Разговаривать с королем Августом можно было только тогда, когда он был пьян, тогда он был очень доступен, во всякое же другое время противоречить ему было нельзя, и Гойм более не возражал.
Бедный министр, конечно, отлично понимал, что спешное отправление его в Лужицы, на другой же день после бала, придумано нарочно. Но чем он мог в этом себе помочь? Ничем. Поручить наблюдение сестре было все равно что дать пьянице ключ от погреба; друзей у него не было, он был совершенно безоружен и чувствовал, что все были в заговоре против него. Придя домой, он бросил на стол бумаги и, потеребив несколько времени в молчании свой парик, вошел в покои жены.
Анна была одна и спокойно глядела, как ее расстроенный муж, не зная, с чего начать, тревожно осматривал разные безделушки ее меблировки. Анна, привыкшая уже к подобного рода сценам, не обращала на это никакого внимания, и Гойм должен был заговорить первым.
– Радуйтесь, – начал он, – я был так глуп, что привез вас сюда, и теперь со мной делают все, что хотят… Я мешаю интриговать вокруг вас, и вот король отсылает меня прочь, через час я должен уехать, и вы останетесь одна…
– Ну, и что из этого? – гордо отвечала Анна. – Неужто вы думаете, что я нуждаюсь в вашем карауле, чтобы сберечь свою честь?
– Ну, однако, я думаю, что и я мог бы тут пригодиться.
– На что же именно? – с саркастической улыбкой спросила Анна.
– А хотя бы на то, чтобы сдерживать их бесстыдное нахальство! – крикнул Гойм, ударив кулаком по столу. – Поверьте, что меня не выслали бы отсюда, если бы я не мешал. Во всем этом я узнаю дело рук милейшего Фюрстенберга, который сегодня с коварной усмешкой заплатил мне тысячу червонцев, вместо которых король подарил ему десять тысяч. Это вознаграждение за одну прекрасную мысль – привезти вас сюда. Судите же сами, как должны быть оплачены более существенные услуги…
– Гойм! – воскликнула, вскочив со своего места, Анна, и глаза ее засверкали. – Довольно с меня, слишком довольно! Уходите, уезжайте… вообще делайте, что хотите, но только оставьте меня в покое! Я сама сумею отстоять себя, а ваших оскорбительных намеков я более не хочу слушать! Довольно, я говорю вам, довольно этого!..

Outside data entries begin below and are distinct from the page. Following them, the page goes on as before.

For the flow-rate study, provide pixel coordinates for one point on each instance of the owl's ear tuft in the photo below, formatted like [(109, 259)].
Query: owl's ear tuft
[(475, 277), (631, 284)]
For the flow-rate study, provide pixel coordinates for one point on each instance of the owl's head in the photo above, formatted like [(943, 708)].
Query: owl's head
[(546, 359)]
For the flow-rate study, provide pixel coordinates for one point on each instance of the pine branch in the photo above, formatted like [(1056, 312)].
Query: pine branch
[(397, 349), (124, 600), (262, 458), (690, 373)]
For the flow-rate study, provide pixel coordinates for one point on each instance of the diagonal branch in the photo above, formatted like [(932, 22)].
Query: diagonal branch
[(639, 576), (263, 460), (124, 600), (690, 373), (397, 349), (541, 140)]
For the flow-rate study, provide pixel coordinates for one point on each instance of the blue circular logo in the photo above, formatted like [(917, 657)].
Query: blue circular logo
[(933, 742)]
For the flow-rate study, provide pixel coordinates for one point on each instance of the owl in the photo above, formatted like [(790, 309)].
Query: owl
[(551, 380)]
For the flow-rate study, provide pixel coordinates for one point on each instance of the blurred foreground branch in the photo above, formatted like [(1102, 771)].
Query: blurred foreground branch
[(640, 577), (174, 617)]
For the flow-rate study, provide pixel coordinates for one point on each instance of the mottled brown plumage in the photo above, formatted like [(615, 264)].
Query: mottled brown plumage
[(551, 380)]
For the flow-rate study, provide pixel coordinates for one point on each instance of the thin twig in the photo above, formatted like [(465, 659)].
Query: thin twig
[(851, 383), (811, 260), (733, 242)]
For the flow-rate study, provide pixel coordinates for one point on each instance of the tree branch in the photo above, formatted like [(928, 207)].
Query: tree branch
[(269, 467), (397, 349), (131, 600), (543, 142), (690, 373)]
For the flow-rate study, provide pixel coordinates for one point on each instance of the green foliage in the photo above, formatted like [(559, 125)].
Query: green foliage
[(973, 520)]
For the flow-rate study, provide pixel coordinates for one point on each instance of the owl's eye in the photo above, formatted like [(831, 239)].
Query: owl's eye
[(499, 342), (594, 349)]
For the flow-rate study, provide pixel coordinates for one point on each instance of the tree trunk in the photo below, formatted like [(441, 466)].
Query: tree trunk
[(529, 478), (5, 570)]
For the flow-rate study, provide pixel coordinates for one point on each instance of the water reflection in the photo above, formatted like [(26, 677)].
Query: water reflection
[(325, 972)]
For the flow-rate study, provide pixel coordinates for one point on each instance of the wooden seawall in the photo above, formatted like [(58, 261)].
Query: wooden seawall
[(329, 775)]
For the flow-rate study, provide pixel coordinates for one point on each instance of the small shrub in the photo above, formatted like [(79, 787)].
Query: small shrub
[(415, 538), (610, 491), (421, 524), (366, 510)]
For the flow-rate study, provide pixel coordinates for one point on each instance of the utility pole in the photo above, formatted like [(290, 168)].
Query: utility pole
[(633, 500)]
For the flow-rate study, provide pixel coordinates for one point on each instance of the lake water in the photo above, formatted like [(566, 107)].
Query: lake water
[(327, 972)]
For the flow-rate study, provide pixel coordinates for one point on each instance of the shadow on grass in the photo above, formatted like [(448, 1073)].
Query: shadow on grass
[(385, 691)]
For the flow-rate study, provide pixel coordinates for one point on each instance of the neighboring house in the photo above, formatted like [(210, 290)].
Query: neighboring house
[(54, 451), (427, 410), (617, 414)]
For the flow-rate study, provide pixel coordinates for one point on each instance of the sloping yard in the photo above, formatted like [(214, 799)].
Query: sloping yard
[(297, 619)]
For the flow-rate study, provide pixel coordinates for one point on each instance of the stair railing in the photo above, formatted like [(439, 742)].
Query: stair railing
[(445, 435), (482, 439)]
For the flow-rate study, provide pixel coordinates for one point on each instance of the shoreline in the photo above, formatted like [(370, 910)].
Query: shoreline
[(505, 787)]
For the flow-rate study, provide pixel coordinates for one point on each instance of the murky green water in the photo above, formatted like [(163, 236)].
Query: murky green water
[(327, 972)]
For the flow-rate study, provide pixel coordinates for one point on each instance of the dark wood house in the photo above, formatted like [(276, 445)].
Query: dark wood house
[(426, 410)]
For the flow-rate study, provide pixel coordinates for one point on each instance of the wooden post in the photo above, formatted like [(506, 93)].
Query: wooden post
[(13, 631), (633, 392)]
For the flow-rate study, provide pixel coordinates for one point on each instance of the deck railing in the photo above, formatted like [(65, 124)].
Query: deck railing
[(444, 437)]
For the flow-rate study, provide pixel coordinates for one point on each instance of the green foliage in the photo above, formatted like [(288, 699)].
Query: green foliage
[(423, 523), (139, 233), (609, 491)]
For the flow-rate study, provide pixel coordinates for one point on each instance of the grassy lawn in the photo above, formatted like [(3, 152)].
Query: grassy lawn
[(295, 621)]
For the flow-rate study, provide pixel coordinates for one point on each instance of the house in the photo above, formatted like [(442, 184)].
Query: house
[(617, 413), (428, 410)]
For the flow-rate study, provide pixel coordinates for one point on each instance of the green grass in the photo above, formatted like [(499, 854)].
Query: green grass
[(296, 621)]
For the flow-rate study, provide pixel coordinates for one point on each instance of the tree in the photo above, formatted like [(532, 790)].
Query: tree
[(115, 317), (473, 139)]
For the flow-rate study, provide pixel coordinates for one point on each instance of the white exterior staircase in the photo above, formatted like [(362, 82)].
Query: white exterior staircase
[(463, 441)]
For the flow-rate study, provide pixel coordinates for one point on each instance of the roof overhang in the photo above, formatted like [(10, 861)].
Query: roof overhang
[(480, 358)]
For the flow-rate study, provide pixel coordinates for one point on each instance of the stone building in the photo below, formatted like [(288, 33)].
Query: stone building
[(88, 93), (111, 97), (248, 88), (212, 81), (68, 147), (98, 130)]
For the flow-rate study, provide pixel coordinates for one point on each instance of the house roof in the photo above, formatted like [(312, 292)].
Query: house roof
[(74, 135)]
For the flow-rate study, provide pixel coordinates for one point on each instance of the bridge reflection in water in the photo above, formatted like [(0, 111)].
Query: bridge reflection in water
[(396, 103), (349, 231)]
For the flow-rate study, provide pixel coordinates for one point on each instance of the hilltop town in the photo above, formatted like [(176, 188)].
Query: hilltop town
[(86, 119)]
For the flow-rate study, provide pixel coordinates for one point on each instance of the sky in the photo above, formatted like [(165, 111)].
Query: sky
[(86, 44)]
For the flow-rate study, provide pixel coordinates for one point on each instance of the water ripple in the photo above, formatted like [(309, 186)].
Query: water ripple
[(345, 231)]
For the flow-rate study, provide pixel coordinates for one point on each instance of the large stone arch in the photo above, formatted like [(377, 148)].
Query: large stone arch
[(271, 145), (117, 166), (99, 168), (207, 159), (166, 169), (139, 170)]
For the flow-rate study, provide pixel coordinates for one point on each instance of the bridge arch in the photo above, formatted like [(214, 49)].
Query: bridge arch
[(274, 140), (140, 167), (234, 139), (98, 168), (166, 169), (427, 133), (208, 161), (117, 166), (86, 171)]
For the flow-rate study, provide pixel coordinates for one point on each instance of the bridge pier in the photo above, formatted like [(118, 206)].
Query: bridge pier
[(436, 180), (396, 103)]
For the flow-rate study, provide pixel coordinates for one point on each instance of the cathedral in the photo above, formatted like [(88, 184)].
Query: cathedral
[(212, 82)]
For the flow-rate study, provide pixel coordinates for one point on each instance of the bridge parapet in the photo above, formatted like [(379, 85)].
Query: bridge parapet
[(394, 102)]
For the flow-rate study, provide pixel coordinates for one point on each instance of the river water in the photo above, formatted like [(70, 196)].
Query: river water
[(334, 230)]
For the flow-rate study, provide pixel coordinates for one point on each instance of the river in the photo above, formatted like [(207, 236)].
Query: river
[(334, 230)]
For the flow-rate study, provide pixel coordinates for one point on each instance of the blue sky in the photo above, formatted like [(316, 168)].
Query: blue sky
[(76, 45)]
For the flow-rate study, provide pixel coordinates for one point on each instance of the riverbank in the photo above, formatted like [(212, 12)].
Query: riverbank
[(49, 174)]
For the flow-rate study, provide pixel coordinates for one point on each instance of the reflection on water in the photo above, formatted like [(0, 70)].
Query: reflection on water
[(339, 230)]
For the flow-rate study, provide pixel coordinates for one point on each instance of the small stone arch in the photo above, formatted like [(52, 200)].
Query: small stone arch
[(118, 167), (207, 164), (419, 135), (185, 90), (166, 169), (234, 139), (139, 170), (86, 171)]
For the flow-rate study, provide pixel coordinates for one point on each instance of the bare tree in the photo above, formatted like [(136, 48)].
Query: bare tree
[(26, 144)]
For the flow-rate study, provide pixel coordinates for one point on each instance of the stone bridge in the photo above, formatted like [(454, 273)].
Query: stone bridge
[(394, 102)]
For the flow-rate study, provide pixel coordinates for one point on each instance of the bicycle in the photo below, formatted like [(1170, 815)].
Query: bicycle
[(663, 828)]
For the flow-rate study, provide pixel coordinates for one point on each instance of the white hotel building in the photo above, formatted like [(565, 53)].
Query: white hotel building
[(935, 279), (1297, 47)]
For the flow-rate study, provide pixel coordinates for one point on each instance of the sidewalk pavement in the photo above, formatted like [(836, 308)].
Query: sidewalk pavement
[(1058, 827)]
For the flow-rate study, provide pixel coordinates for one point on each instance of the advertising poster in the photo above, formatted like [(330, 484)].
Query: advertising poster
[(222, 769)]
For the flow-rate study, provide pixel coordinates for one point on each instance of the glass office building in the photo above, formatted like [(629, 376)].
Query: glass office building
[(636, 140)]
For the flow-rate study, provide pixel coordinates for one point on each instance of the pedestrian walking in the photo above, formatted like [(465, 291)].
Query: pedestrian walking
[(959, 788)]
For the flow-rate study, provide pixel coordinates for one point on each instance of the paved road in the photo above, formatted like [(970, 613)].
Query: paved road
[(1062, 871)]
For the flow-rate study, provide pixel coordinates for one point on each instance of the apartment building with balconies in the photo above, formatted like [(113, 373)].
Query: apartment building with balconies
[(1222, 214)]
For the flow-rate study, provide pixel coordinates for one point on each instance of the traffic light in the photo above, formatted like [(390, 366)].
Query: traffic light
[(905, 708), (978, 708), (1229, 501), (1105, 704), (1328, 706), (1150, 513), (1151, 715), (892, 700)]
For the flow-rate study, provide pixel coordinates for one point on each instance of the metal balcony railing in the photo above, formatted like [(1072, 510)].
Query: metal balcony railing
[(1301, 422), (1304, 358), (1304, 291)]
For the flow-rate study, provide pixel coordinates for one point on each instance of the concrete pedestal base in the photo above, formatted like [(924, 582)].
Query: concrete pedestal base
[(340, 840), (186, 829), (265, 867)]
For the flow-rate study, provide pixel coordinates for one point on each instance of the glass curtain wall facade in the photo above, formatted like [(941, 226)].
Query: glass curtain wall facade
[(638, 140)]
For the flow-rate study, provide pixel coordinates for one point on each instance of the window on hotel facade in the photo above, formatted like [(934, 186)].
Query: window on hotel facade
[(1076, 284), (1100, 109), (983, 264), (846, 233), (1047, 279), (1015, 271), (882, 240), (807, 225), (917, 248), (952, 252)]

Гойм замолчал, а часы напомнили ему приближение минуты его отъезда.
– Конечно, – сказал он. – Мне нечего предостерегать вас, вы совершеннолетняя и сами знаете, что вас может ожидать… О себе же скажу только одно, что я бесчестья не перенесу! Пусть Фицтум и другие делятся с его величеством своими женами, на то их добрая воля, но во мне нет такого верноподданнического добродушия!
– Зато ведь и я, господин Гойм, тоже не пала так низко, как эти барыни, – перебила Анна, – поверьте, что я вам не изменю, и знаете, почему? Потому что я себя бы этим унизила! Но если вы сделаете мне жизнь с вами еще более невыносимой, я брошу вас и совсем не стану делать из этого секрета.
Гойм ничего на это не ответил. На пороге он, казалось, хотел что-то сказать, но кончил тем, что схватился с отчаянием за голову и вышел в двери, за которыми его уже ожидал посланец короля, обязанный напомнить министру о скорейшем отъезде.
В замке не только подкарауливали Гойма, когда он переезжал через мост, но даже послали следить за ним, чтобы он не попытался тайком возвратиться в Дрезден… Было задумано, что графиня Рейс пригласит к себе Анну, а король приедет туда, как будто неожиданно и инкогнито…
Графиня Фицтум явилась передать Анне это приглашение, но та отказалась. Напрасно золовка уверяла ее, что об этом не будет знать никто на свете. Анна ясно видела, что ей устраивают свидание с королем, и прямо высказала это сестре своего мужа.